# Power and Effect Size Warmup

![](viz/power.gif)

## Conceptual Writing

![](viz/writing.jpg)

#### 1) What is effect size, and what is its relationship to p-values and significance?  

#### 2) What are three elements that affect power, and how do they do so?

In [1]:
'''
1)
Effect size is the magnitude of the difference between two distributions.  While 
p-values highlight significant evidence towards whether there is a difference, 
effect size determines what the magnitude of that significance actually is.

THEIR SOLUTION:
Effect size quantifies the difference between two values under scrutiny.  We want to have a measure of this separate from
p-value, because p-value increases as sample size increases.  
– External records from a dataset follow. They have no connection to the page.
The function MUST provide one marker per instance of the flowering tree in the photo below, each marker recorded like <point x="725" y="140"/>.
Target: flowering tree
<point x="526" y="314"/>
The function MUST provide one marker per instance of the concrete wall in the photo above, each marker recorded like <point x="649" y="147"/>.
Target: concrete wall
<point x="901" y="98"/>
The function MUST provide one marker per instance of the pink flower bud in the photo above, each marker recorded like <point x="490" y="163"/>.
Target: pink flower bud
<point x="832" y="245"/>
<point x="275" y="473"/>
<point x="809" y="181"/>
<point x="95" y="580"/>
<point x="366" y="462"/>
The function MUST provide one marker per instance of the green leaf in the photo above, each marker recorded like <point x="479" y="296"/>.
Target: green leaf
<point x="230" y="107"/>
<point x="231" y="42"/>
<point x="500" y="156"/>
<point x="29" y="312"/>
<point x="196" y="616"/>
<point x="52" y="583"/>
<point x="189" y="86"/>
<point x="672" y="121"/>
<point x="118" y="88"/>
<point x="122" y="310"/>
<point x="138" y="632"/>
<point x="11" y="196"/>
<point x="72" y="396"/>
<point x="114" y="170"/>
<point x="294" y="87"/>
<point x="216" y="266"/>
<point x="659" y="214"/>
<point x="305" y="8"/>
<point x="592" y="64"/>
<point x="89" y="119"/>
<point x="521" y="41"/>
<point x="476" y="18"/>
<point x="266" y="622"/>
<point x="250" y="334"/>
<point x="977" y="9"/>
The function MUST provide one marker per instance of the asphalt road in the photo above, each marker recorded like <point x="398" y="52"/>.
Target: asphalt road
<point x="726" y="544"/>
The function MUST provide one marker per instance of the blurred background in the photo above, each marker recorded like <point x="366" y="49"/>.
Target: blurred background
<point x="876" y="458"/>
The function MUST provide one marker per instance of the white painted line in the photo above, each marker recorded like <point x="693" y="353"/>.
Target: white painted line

In other words, in some sense a p-value can be specified with a large enough sample size.  We want to be able to quantify
a difference between two values even if they are deemed "significant" in order to help mitigate this effect.

2)
Power is affected by the chosen alpha value (prob of type I error), the effect size
and the sample size.  Since alpha and beta (prob of type II error) are closely related,
and beta determines power (since power = 1 - beta), reducing alpha will also reduce
power.  Sample size also has an effect on power - a small sample size will result in
a smaller power and visa versa.  Effect size influences power by..... I'm not sure 
actually...

THEIR SOLUTION:
alpha - the point at which we deem a test statistic to be significantly different from chance that it provides evidence against
the null hypothesis.  This relates to power in that power is the rate at which we reject the null hypothesis when it is false,
and so alpha is the "starting point" at which we determine whether the null hypothesis should be counted as "false"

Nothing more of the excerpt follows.